The Cabin In The Woods

Cabin In The Woods poster pic

I stood alone in the half-light of the musty attic, searching. A few more minutes and the book would be mine. A few more minutes. Even though I knew the house was haunted. I shivered as icy tendrils of dread caressed my spine. A mounting sense of unspeakable evil. A few minutes more. Searching …

Then I paused. Even if I survived, the horror of seeing the ghost would never leave me. I’d be altered forever, gutted in my soul.

As I marched out of the front door, I explained: “You know what? I really am just not that curious.”

When I woke, seconds later, I congratulated myself. I’d saved both the life and the sanity of my dream-self, after all, but then I felt a sense of dissatisfaction. Truth be told, I was that curious. That’s the trouble when you f*** with the formula. If Daniel Radcliffe had turned tail and fled before he met the Woman In Black, you’d have a happier ending, but you wouldn’t have a story. 

I’ve felt that essential conflict with any video game that tries to f*** with the formula. Oblivion‘s main quest was a great idea – how about you get to be the sidekick for a change? – but in practice it’s disappointing not to be the celebrated hero. When Fallout 3 was in development, I jokingly guessed the ending and turned out to be right – which again was dramatic, but emotionally unsatisfying. The Broken Steel DLC kept that twist in, but extended it and added a new finale, creating a subtle shift in tone and laying the emotional beats in different places. We, as an audience, expect certain things to happen at certain times, and when they don’t, we get very antsy about it. The ending of Monty Python and the Holy Grail may be hilarious, but it’s also disappointing.

The entire point of The Cabin In The Woods is to f*** with the formula, with the entire film a meta-discussion of horror movie tropes. In various ways I’m reminded of Dead Set, The Game, Midnight Meat Train, Cube and Scream, and that tells me that meta-stories and thematic plot twists aren’t as novel as Joss Whedon supposes.

Don’t get me wrong: it’s undeniably a good film, and one that might even appeal to my Whedon-hating husband. It’s just not as deep and clever as it thinks it is, and suffers from jarring lurches in tone and the emotional dissonance of not quite giving the audience what it wants.

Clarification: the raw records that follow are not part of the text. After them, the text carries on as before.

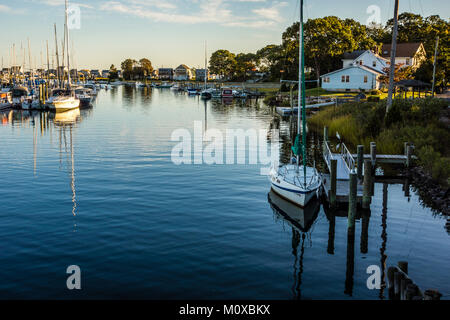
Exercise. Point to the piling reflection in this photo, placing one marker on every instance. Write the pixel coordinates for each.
(300, 220)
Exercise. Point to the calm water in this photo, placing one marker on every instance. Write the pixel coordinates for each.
(103, 193)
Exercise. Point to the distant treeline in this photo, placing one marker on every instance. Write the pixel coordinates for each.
(326, 39)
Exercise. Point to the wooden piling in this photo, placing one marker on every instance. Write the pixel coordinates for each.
(352, 199)
(403, 265)
(333, 177)
(408, 156)
(373, 153)
(367, 184)
(360, 161)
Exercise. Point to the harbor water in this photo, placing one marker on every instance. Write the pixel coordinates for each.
(99, 189)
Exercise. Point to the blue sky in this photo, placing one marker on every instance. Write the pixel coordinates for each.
(172, 32)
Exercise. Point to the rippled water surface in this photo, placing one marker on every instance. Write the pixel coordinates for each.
(99, 190)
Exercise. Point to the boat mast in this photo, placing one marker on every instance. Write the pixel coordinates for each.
(67, 49)
(206, 70)
(57, 59)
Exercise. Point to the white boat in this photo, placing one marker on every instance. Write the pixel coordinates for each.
(31, 102)
(63, 100)
(85, 96)
(297, 182)
(288, 182)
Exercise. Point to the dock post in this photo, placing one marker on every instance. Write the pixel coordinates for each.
(352, 199)
(403, 265)
(367, 184)
(333, 177)
(360, 160)
(373, 153)
(408, 155)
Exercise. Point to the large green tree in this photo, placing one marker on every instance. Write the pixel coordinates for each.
(223, 63)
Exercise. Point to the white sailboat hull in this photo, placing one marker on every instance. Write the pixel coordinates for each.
(64, 104)
(299, 194)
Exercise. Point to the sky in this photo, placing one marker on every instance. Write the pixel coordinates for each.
(171, 32)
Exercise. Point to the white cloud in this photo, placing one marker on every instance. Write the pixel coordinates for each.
(200, 11)
(4, 8)
(271, 13)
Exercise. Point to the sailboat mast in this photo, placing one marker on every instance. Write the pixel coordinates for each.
(57, 58)
(68, 54)
(206, 70)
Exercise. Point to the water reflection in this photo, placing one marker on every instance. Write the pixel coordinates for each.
(300, 220)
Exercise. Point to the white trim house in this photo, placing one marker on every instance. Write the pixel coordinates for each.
(361, 70)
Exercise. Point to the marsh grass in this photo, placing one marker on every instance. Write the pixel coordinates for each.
(415, 121)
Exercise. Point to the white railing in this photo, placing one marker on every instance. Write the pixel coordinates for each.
(347, 157)
(328, 156)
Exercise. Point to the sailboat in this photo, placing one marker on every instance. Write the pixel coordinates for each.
(206, 93)
(297, 182)
(64, 99)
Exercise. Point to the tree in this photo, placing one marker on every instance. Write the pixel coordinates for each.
(245, 63)
(223, 63)
(146, 66)
(269, 60)
(127, 68)
(113, 73)
(400, 73)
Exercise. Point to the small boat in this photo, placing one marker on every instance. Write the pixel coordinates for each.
(5, 99)
(216, 94)
(85, 96)
(297, 182)
(164, 85)
(63, 100)
(31, 102)
(299, 218)
(192, 91)
(227, 93)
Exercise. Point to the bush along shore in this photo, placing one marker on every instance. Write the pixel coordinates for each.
(424, 123)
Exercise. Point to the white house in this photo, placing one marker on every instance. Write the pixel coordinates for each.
(360, 71)
(407, 54)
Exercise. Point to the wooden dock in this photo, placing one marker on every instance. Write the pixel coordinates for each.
(345, 165)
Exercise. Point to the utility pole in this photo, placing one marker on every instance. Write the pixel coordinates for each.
(434, 65)
(393, 53)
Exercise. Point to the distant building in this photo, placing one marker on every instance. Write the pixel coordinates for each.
(360, 71)
(182, 72)
(165, 73)
(95, 73)
(407, 54)
(200, 74)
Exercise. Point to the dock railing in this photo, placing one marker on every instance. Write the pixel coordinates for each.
(347, 157)
(327, 154)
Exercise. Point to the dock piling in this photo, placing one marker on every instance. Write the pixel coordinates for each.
(333, 177)
(408, 156)
(360, 160)
(367, 184)
(373, 153)
(352, 199)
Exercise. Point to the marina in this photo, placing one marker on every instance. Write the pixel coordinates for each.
(227, 150)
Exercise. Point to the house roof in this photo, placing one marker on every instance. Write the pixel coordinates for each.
(353, 55)
(403, 49)
(365, 68)
(183, 66)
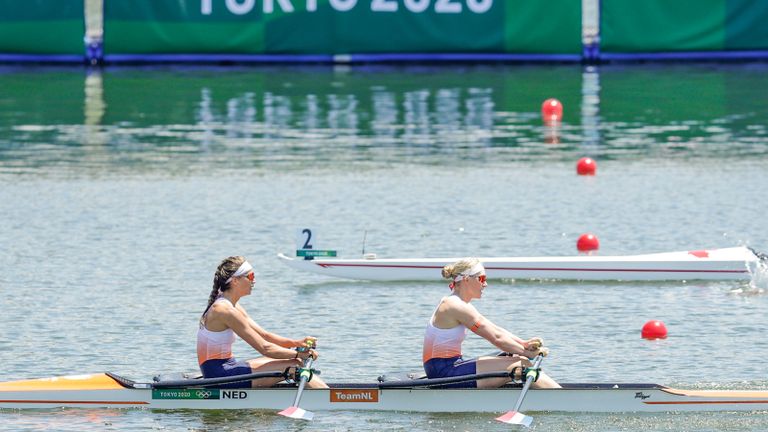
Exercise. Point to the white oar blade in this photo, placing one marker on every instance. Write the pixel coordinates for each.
(514, 417)
(297, 413)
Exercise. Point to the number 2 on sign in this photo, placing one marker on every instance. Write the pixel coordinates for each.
(305, 239)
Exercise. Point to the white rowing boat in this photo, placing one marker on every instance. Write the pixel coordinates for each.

It’s not all bad news. There are boobs on cue (I’m indifferent, but I know a lot of people like boobs), and duly the one to flash them is ghoulishly dispatched. The film is light on gore early on, but delivers enough later on to satisfy genre fans without offending the squeamish. It’s not gratuitous (partial nudity aside) or overly sadistic. Culture references abound, with nods to just about every horror flick ever, and a fair few Whedon regulars in the cast. It’s tense and funny with some well-timed scares, but nothing that you’ll lose sleep over.

I think my haunted-attic-library nightmare was inspired by the thought of The Cabin In The Woods meaning that the anticipation of watching a horror film was far more scary than the film itself. Dreams, like all stories, are training scenarios to help us survive. We drill ourselves over and over: don’t go to the cabin in the woods, until it’s so firmly in your subconscious that your dream-self would say “f*** this” and run: maybe that’s why it feels so wrong to stray from the formula. Regardless, it’s an inspired piece of storytelling with much to admire.